The West Wing: This trope happened in an odd way — since the original show had almost no on-screen violence involving the main cast, it couldn't be ramped-up: the last three seasons saw the artificial retconning of character personalities from the idealistic to the cynical end of the Sliding Scale of Idealism Versus Cynicism, deleting a lot of the morality from the characters' choices to make them "grayer", a shift to Ripped from the Headlines crises instead of political ones, a lot more military-oriented storylines, more disasters and suspense, a lot of verbal fighting and drama to make up for the fact that there was no regular violence, making the rare instances of violence more frequent, and casting a much darker political climate over the previously sensible in-universe Washington. Needless to say, the fans saw through this ploy right away and disapproved of its artificiality, especially as seasons 3 and 4 had already done a very different, organic take on the darker and edgier convention. Oddly enough however, the show did avoid MOST (emphasis on "most") easy opportunities for inserting more sex into the show.

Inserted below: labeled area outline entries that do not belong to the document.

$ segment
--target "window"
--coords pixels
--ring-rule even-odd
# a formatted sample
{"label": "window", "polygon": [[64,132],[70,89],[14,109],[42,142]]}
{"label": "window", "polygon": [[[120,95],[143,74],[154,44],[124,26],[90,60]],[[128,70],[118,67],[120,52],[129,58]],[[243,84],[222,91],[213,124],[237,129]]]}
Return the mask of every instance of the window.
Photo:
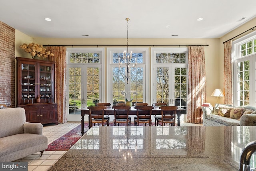
{"label": "window", "polygon": [[102,101],[102,83],[104,83],[104,78],[101,76],[104,63],[102,59],[104,56],[104,48],[67,49],[68,121],[80,120],[80,111],[77,109],[95,106]]}
{"label": "window", "polygon": [[[152,101],[186,108],[188,50],[151,48]],[[186,110],[182,112],[185,114]]]}
{"label": "window", "polygon": [[[108,85],[109,85],[110,101],[112,101],[113,105],[117,102],[125,102],[126,96],[127,100],[132,99],[133,102],[146,102],[146,92],[148,87],[145,86],[148,81],[149,74],[147,71],[148,60],[147,48],[129,48],[132,51],[132,59],[130,64],[128,81],[124,75],[127,75],[126,71],[124,64],[119,66],[120,61],[124,63],[122,58],[123,55],[123,48],[108,48],[108,59],[109,60],[109,72],[110,79],[108,79]],[[136,59],[135,59],[135,58]],[[136,65],[133,67],[134,65]],[[127,83],[128,83],[128,84]],[[111,93],[111,94],[110,94]]]}
{"label": "window", "polygon": [[255,106],[256,33],[233,42],[234,105]]}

Wonder Womanalmost got this treatment: The Wonder Woman (2011 pilot), although not picked up by NBC, was examined by a number of reviewers who almost unanimously indicated that Diana was depicted as an ultra-violent In Name OnlyDesignated Hero who tortured and killed without hesitation. Villains' Offstage Villainy combined with Diana's very much onstage over-the-top brutality makes her come off as the true villain of the piece.
The Scarlet Pimpernel (1999): The miniseries had a lot more of violence, gore and sex than Emma Orczy's original novels. Some viewers liked it as they felt that The French Revolution was a bloody and gory business in the first place, but some felt that it didn't focus much on deep love between Sir Percy and his wife and romantic sub-plots. There were also at least two heart-breaking Deaths by Adaptation.